Subsequently, we tested CaspeR3 responsiveness in transiently transfected HeLa cells. Living cells were moni tored at 37 C with Leica SP2 confocal microscope. The fluorescence was evenly distributed in the cytosol and nucleus with no aggregation or non specific localization observed. Importantly, both green and red signals were reliably Sorafenib Tosylate IC50 stable upon blue exci tation in various irradiation conditions for hours. No reversible or irreversible fluorescence bleaching or photo conversion were observed. Apoptosis was induced by treatment with 2 M stau rosporine Approximately 40 50 min after staurosporine infusion, cells dem onstrated rapid and pronounced changes in green to red fluorescence signal ratio, indicating activa tion of caspase 3. Later these cells demonstrated character istic membrane blebbing.
The average contrast in living cells reached 3. 8 fold. FLIM One of the most powerful and quantitative Inhibitors,Modulators,Libraries approaches to measure FRET Inhibitors,Modulators,Libraries changes is fluorescence lifetime imaging, which measures the effect of the acceptor on the excited state lifetime of the donor. If the acceptor is in close proximity, the lifetime is reduced. The reduction of the fluorescence lifetime is a kinetic parameter that can be determined independently of probe concentration, microscope optical path and moderate levels of photob leaching. Therefore, the reduction of the donor lifetime is an extremely robust and quantitative estimate of FRET efficiency that is directly proportional to the amount of uncleaved substrate. We performed FLIM measurements of the non fused TagGFP and the TagGFP within the CaspeR3 sensor in living cells.
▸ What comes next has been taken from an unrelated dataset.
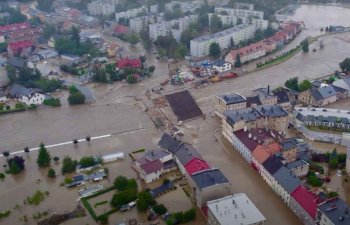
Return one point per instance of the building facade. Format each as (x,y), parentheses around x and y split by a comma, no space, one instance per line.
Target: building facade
(234,209)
These experiments demon strated substantial differences in the detected fluorescence lifetimes. Accordingly, upon staurosporine induced Inhibitors,Modulators,Libraries apoptosis, fluorescence lifetime of TagGFP within CaspeR3 changed dramatically, switching from 1. 5 ns to 2. 5 ns. The FRET efficiency of the uncleaved CaspeR3 is among the highest measured by FLIM and compares favorably to a red to green caspase sensor reported previously, with a FRET efficiency of 25%. Since the FRET efficiency of the cleaved substrate is zero, the dynamic range of the sensor is rather high, indi cating that TagGFP TagRFP FRET pair will be an excellent tool for the high content FLIM based screenings on living cells. Conclusion Most reported FRET indicators are based on historically first CFP YFP pairs.
Inhibitors,Modulators,Libraries However, these FRET pairs are not really the most convenient and effective. Indeed, spec tral separation of overlapping cyan and yellow emission spectra can never Inhibitors,Modulators,Libraries be complete, and use of narrow band pass filters results in dramatic loss of emission. Besides, the relative high levels of autofluorescence in blue cyan region of visible spectrum and phototoxicity using near UV selleckchem excita tion further complicates their application. Reported FRET pairs containing red fluorescent acceptors suffer from tetramerization and demonstrate lower con trast.